Using the eventual loss of the one thing that held them together as the backdrop, Chittella examines the aftermath of it: the crisis of belonging, the resistance to change. That their bonds are tested while the house is in a state of desertion — the furniture is being packed, things get broken — not just serves as a cogent metaphor of the eventual refamiliarisation of the family but also mirrors their personal flux. After all, when the answer to the larger question ‘what are we?’ is threatened, it inadvertently opens up the space to confront a personal query: ‘who am I?’

The problem for a film like this starts when the dysfunctionality feels too engineered and the treatment comes across as too heavy-handed. Gulmohar falls in the same trap. For some reason, Chittella drops the rewarding subtlety midway and resorts to showing more than telling. A flashback sequence feels unnecessary, as does his device of cultivating empathy among the three generations by placing them on similar ground. It is not that it is implausible but the way it is done here comes across as forced. More crucially, it hints at the filmmaker’s reliance on easy resolutions. As a result, the film loses momentum. Across its runtime, Gulmohar introduces several characters but at the end of it, not many can justify their presence. In all probability, it would have been better had the outing been less crowded and more astute in its observation.

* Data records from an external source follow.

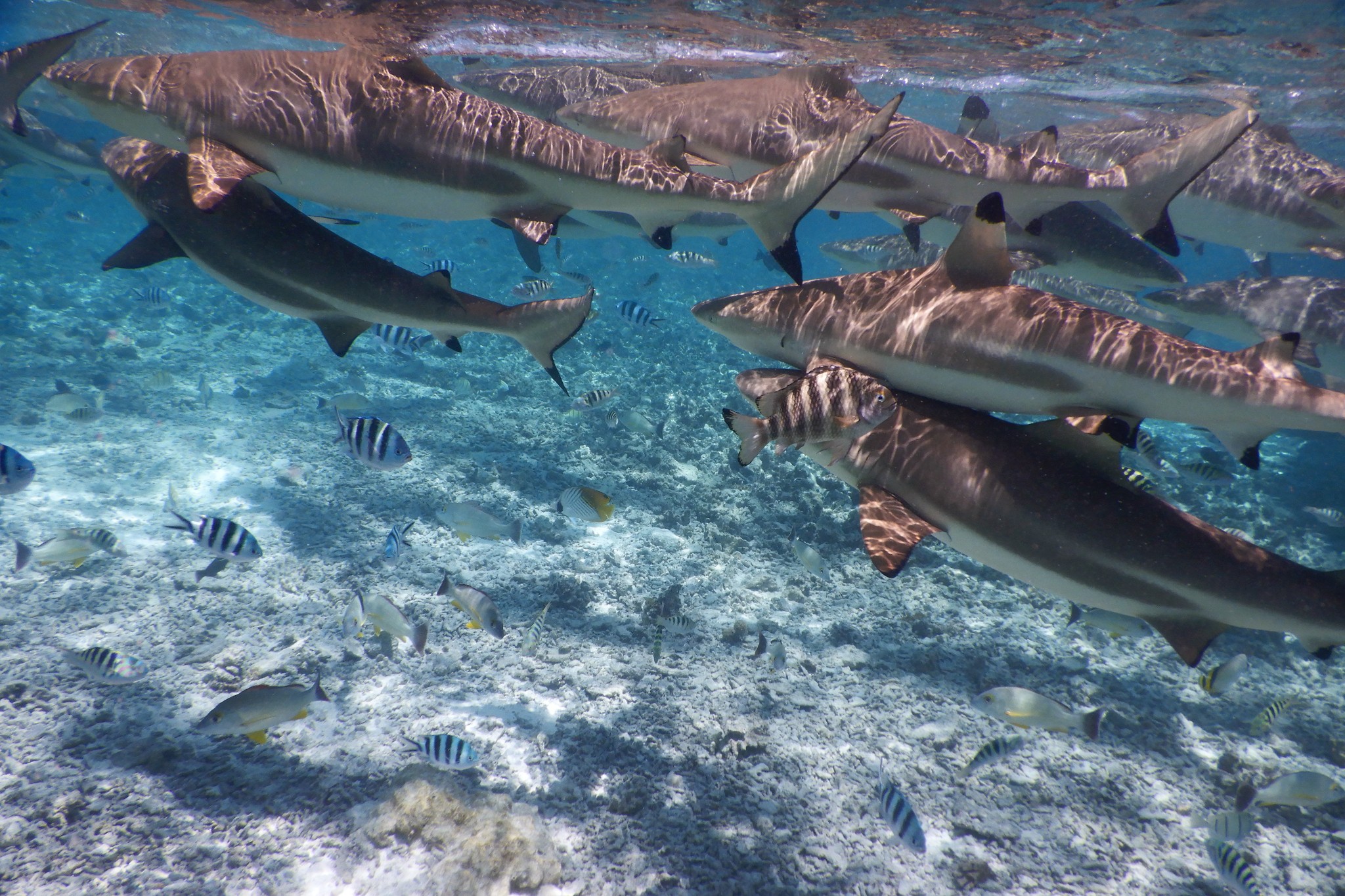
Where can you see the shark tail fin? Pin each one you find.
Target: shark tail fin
(1093, 723)
(751, 430)
(545, 326)
(780, 196)
(1156, 177)
(23, 65)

Gulmohar introduces several characters but at the end of it, not many can justify their presence.
Gulmohar introduces several characters but at the end of it, not many can justify their presence.

The writing only dampens as the film progresses. Characters spell out subtexts, as one confrontation piles on another confrontation, both looking at the same easy way out. A designed scene during an office interview is so tonally off that it seems borrowed from a different film. There is also an unearned scene between two former lovers, aesthetically influenced by the famous corridor moment in Mani Ratman’s Dil Se..(1998). But the script’s inclination to manufacture conflict manifests most sorely in the twist it reserves for the end. It is not so much for what it is hiding as the way it chooses to uncover that is the problem. For a film that remains steady and free of trappings for so long, a plot twist involving the magical presence of a man in Delhi from Jamshedpur, just where he should (not) be, feels too contrived.

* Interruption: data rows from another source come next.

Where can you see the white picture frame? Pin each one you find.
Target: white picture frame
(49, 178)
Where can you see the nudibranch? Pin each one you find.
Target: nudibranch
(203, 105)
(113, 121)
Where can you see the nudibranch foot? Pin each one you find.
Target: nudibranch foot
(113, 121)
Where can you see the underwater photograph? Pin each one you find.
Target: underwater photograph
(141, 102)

This somehow reveals the filmmaker’s choice of prioritising narrative segues over characters to drive his point home. It is a pity because the actors in the film are compelling. Simran’s portrayal as the Tamil woman married to a Punjabi man with a Bengali mother-in-law is pitch-perfect. The physicality of her portrayal stands in telling contrast with Tagore’s poise. The latter, who appears on screen after an age, lends an entire backstory to her role through her presence. There is a tiny instance where she tells her domestic help, a young Muslim girl called Reshma, to pack things from the temple. If the religious undertones reveal themselves, it is solely due to Tagore’s existence in the scene. Sharma as the slacker son wanting to prove his worth to his father, is affectingly restrained. Roy’s role as a sidekick of sorts feels like an iteration of his Panchayat character but it is to the actor’s credit that he can make even repetition feel like novelty. It is Bajpayee though who carries the film on his slouched shoulders. The actor’s portrayal has no false beat even when the script refuses to be worthy of him. I was also taken by the little Monsoon Wedding ode Chittella sneaks in (he is a long-time collaborator of Mira Nair, having served as her creative and partner on a number of projects) primarily because of the actors involved.

In all honesty, I would gladly watch a film where these characters are sitting and bickering among themselves. I would also patiently wait for them to stop arguing and break into laughter. Such a moment comes in Gulmohar too. It is too late by then and it is too brief. But as Siddhartha Khosla’s music accompanies the scene and Tagore stands up, joining her family for a little dance, it is difficult to be unmoved by it. Some flowers need not wilt to be seen, some look best when they bloom.